Chuck Close: Everyone deserves a right to feel special

The very first time I went to the Museum of Modern Art in New York when I was 18, I happened upon a retrospective of Chuck Close's work. I was stunned, awed and utterly moved. Huge portraits, magical and captivating. I felt proud to be an artist and more proud to be a person, alive and able to experience being moved so profoundly. Later on, I learned that Chuck Close is also a fascinating person who has overcome adversity and pain. He is a champion of young artists everywhere. Here he talks about arts education and school. - Laura
Chuck Close: I think it was three art classes or three music classes a week. From kindergarten through high school. And I have to say that this was a really poor mill-town, Everett, where I moved after Tacoma. I do think that one of the worst things that’s happened in America, if I can rant and make a speech, is teaching for testing and making getting the scores up the most important thing that schools can do. It takes creativity out of the hands of teachers. But it also means that schools are going to divert money from the arts and put it into remedial education—the three r’s, because that’s what their job depends on, getting those scores up. And everyone deserves a right to feel special. Everyone deserves a right to find something that they’re good at and for people like me who are learning disabled, if I hadn’t had art and music, I would have dropped out of school.
I always said, if I hadn’t gone to Yale, I would have gone to jail. I’m a product of open enrollment. I did not take algebra, geometry, physics, or chemistry. I took bone-head general math and science, with all the kids in the bib overalls who just came off the farm and had never put on shoes before—we were in this room together. But, they had open enrollment in a junior college in my hometown. They took every taxpayer’s son or daughter.


Well they gave me—this is before SATs, thank god—the University of Washington had a great predictor test which every kid in high school in the state of Washington took, and it predicted my grades in everything.
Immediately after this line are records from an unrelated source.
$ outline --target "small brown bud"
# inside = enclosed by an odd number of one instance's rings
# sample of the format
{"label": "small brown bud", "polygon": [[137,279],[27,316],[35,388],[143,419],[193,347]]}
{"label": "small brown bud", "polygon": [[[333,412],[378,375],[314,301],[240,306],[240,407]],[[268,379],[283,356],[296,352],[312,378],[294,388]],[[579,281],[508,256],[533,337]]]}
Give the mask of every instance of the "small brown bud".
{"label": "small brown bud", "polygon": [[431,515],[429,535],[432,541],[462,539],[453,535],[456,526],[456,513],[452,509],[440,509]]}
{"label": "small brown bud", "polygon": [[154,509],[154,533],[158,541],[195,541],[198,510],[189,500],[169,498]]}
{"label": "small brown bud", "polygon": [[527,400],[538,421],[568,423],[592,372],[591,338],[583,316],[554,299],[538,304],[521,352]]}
It predicted an F in art, by the way, and the only thing in which I was predicted to get a D was nursing. And god knows I’ve had enough nursing in my life since then. But it’s something that I feel very passionate about. The opportunities that I had. Because if you don't have a chance to find out what your skills are because you’ve never been given an opportunity to take courses, then you don’t get the mentors and you don’t get the teachers who are excited about what you’re doing and pulling for you. You don’t get the scholarships, you don’t get the pats on the head, the things that make you feel worthwhile as a human being and successful as a student.